Security for Full-text search in Cosmos DB starts with queryable text paths, sensitive fields, account keys or Entra permissions, private endpoints, diagnostic logs, SDK access, data classification, and whether search exposes regulated content. Review who can create, update, delete, execute, read logs, approve dependencies, and manage credentials or identities. Prefer Microsoft Entra ID, managed identity, private networking, least privilege, and audited automation where the service supports them. Keep secrets out of code and avoid broad public exposure unless there is a documented exception. Capture role assignments, diagnostic settings, policy decisions, Activity Log entries, and owner approvals so access and data handling are intentional and reviewable.

Cost

Cost for Full-text search in Cosmos DB is driven by request units for text queries, indexing overhead, data size, cross-partition queries, diagnostics, provisioned throughput, serverless usage, failed experiments, and duplicate external search systems. The expensive mistake is not only Azure consumption; it can also be duplicate experiments, emergency support, overprovisioned capacity, unnecessary data transfer, or cleanup after weak design evidence. Review whether the workload truly needs the selected tier, retention, diagnostics, network path, scale rule, cache behavior, or automation pattern. Use tags, budgets, alerts, and cleanup reviews so teams can explain why the design exists and remove stale resources safely.

Reliability

Reliability for Full-text search in Cosmos DB depends on index policy correctness, feature enablement, partition design, RU availability, SDK behavior, consistency expectations, query fallback, regional failover, and how policy changes affect production traffic. A resource can be present and still fail the business workflow if routing, identity, quota, storage, code, cache, scale, or downstream health is wrong.
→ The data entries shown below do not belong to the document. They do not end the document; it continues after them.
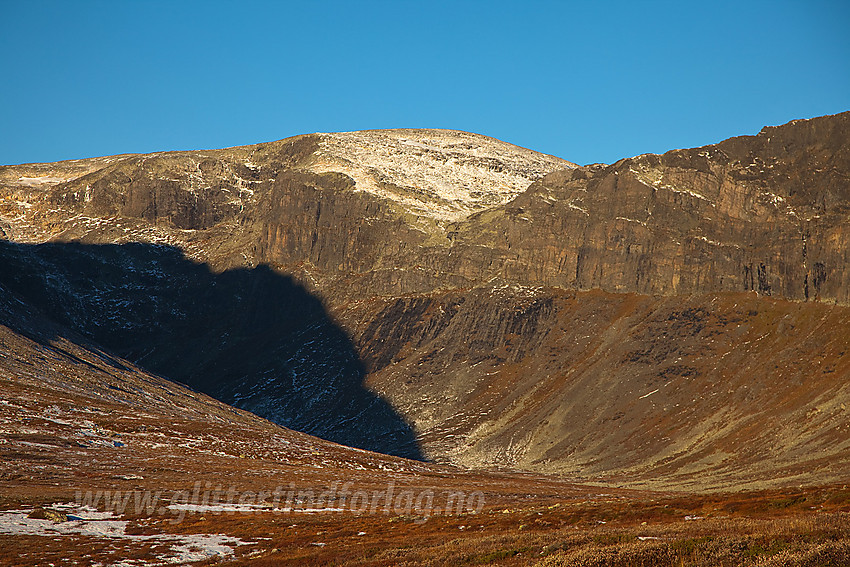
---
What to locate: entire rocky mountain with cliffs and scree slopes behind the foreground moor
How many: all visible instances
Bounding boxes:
[0,113,850,485]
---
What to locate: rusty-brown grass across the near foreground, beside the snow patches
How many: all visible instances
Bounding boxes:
[0,487,836,567]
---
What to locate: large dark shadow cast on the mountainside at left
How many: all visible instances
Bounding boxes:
[0,241,424,460]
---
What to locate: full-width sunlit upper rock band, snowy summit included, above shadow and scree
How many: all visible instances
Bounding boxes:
[2,118,850,303]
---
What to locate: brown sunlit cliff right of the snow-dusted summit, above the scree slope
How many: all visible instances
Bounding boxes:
[448,114,850,303]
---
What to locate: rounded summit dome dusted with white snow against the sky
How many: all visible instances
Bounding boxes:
[310,129,576,221]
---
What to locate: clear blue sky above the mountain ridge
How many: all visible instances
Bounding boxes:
[0,0,850,164]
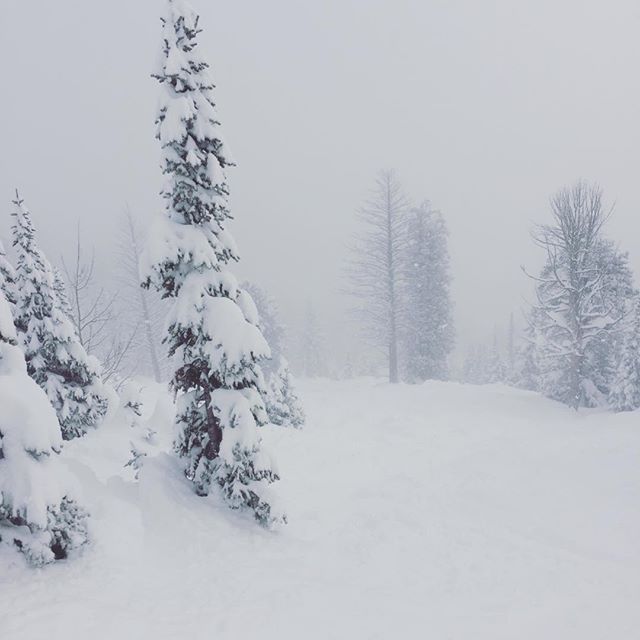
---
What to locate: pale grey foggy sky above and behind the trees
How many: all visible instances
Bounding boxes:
[0,0,640,364]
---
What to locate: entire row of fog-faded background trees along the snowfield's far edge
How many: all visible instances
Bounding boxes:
[40,171,640,415]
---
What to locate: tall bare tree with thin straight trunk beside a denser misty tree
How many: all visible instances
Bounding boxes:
[348,170,408,382]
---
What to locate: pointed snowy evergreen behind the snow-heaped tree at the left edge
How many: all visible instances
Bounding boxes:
[12,196,107,440]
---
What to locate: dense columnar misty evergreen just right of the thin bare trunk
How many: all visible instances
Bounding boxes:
[402,202,454,382]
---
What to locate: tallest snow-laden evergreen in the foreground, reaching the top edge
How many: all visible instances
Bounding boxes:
[142,0,284,526]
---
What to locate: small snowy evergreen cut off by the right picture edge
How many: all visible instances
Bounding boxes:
[609,299,640,411]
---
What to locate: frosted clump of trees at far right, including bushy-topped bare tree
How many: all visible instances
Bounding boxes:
[463,181,640,411]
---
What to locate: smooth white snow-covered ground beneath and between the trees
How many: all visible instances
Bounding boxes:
[0,380,640,640]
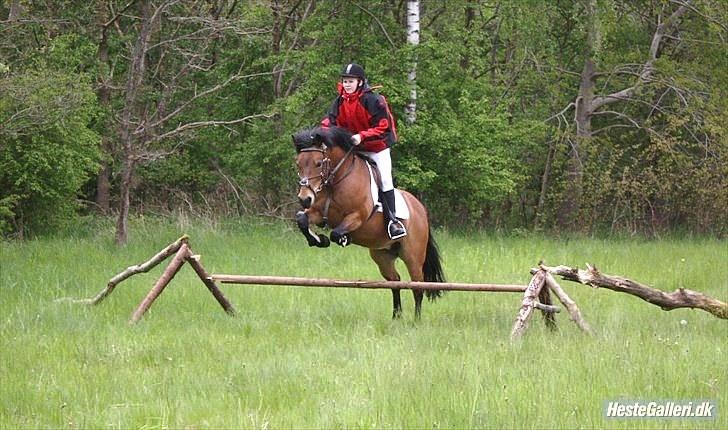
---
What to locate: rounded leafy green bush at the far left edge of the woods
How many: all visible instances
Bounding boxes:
[0,34,100,235]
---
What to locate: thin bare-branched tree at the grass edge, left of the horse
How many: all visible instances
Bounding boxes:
[109,0,270,244]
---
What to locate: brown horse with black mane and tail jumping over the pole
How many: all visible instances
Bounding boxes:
[293,127,444,318]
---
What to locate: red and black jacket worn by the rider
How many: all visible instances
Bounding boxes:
[321,83,397,152]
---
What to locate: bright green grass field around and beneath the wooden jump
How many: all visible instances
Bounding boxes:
[0,219,728,429]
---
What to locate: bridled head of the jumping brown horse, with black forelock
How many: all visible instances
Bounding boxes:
[292,127,352,208]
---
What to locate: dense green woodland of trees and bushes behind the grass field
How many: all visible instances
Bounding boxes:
[0,0,728,243]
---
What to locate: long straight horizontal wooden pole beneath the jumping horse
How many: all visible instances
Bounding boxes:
[210,274,526,293]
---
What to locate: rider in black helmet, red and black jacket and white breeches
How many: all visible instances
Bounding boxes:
[321,63,407,240]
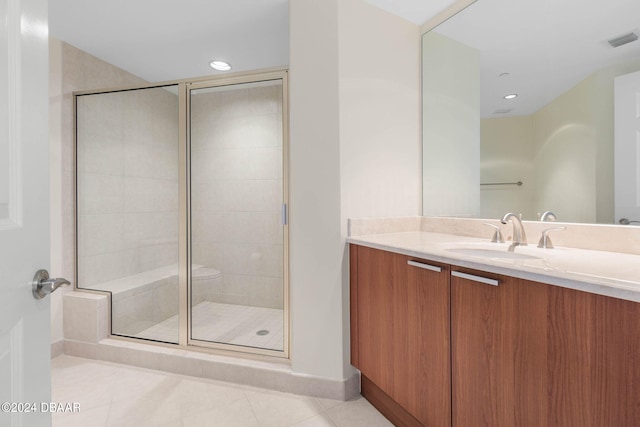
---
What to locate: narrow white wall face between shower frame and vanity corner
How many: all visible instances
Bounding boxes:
[289,0,346,379]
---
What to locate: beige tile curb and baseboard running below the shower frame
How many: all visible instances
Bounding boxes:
[64,338,360,400]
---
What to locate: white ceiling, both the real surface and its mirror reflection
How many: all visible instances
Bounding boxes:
[49,0,640,117]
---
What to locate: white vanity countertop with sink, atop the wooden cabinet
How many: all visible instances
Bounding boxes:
[347,231,640,302]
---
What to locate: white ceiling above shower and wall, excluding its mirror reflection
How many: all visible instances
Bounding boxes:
[49,0,453,82]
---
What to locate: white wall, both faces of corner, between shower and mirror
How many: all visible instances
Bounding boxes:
[289,0,421,379]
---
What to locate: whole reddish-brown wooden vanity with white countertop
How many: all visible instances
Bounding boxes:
[349,222,640,427]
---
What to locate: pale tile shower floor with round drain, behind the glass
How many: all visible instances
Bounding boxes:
[136,301,284,350]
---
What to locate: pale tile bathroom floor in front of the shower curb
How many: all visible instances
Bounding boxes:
[52,355,392,427]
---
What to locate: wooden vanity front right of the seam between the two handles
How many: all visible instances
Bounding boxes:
[451,267,640,427]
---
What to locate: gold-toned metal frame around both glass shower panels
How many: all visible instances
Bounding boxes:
[73,68,291,359]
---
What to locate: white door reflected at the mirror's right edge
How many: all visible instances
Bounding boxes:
[614,72,640,225]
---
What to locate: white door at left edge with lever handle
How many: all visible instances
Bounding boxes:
[0,0,51,427]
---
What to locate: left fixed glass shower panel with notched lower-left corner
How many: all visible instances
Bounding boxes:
[76,85,180,344]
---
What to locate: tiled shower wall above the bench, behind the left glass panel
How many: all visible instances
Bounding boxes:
[78,86,179,292]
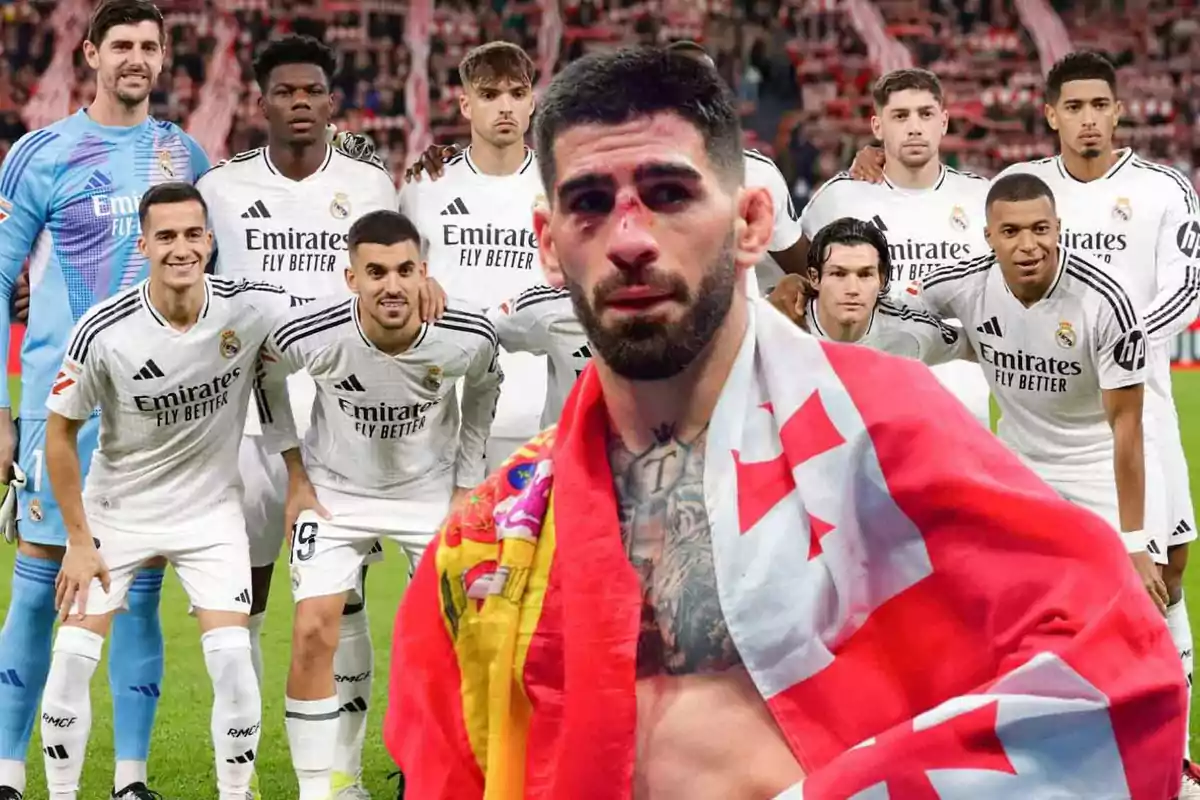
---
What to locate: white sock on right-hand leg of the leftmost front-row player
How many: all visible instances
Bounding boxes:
[200,626,263,800]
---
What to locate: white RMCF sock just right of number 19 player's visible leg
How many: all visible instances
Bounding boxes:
[334,609,374,778]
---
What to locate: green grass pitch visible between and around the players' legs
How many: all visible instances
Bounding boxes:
[0,372,1200,800]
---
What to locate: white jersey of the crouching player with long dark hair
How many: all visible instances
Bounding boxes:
[808,297,974,366]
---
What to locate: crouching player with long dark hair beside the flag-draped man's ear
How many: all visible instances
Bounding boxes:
[787,217,974,366]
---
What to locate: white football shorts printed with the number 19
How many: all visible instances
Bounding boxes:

Test failure modes, retries, deployment behavior, disabled states, rollback steps, and maintenance windows before relying on the design. During incidents, compare platform metrics, logs, deployment history, and application traces from the same time window before changing production. The goal is a recoverable configuration support teams can verify quickly.

Performance

Performance for Full-text search in Cosmos DB depends on index selectivity, partition key design, query functions, text path count, RU budget, result size, continuation tokens, SDK options, regional latency, and whether hybrid search also uses vectors. Measure platform metrics and application-side completion times because a fast control-plane response does not prove users received the right result. Test with realistic regions, data sizes, concurrency, authentication paths, route choices, cache state, package size, and downstream limits. When performance regresses, compare configuration changes, resource limits, client logs, diagnostic data, and workload timing before adding capacity or blaming one service. Tune with evidence from the exact environment and traffic pattern.

Operations

Operations for Full-text search in Cosmos DB require policy review, query testing, RU monitoring, feature registration evidence, SDK version tracking, deployment approvals, search relevance checks, and rollback of container indexing changes. Before a change, capture read-only CLI output, portal evidence when useful, owner tags, expected behavior, and rollback steps. During incidents, avoid changing several settings at once; compare metrics, logs, deployment operations, identity evidence, network state, and downstream health first. Keep runbooks clear enough for support teams to verify current behavior quickly. Good operations make the term observable, reviewable, and recoverable during releases, audits, and incidents. Review owner, scope, evidence, dependencies, and rollback before production change.

Common mistakes

  • Treating Full-text search in Cosmos DB as a simple label instead of checking the live scope, owner, dependencies, and current configuration.
  • Running a mutating command for Full-text search in Cosmos DB in the wrong subscription, resource group, app, profile, route, or account context.
  • Assuming successful deployment proves Full-text search in Cosmos DB works without checking logs, metrics, user behavior, and rollback evidence.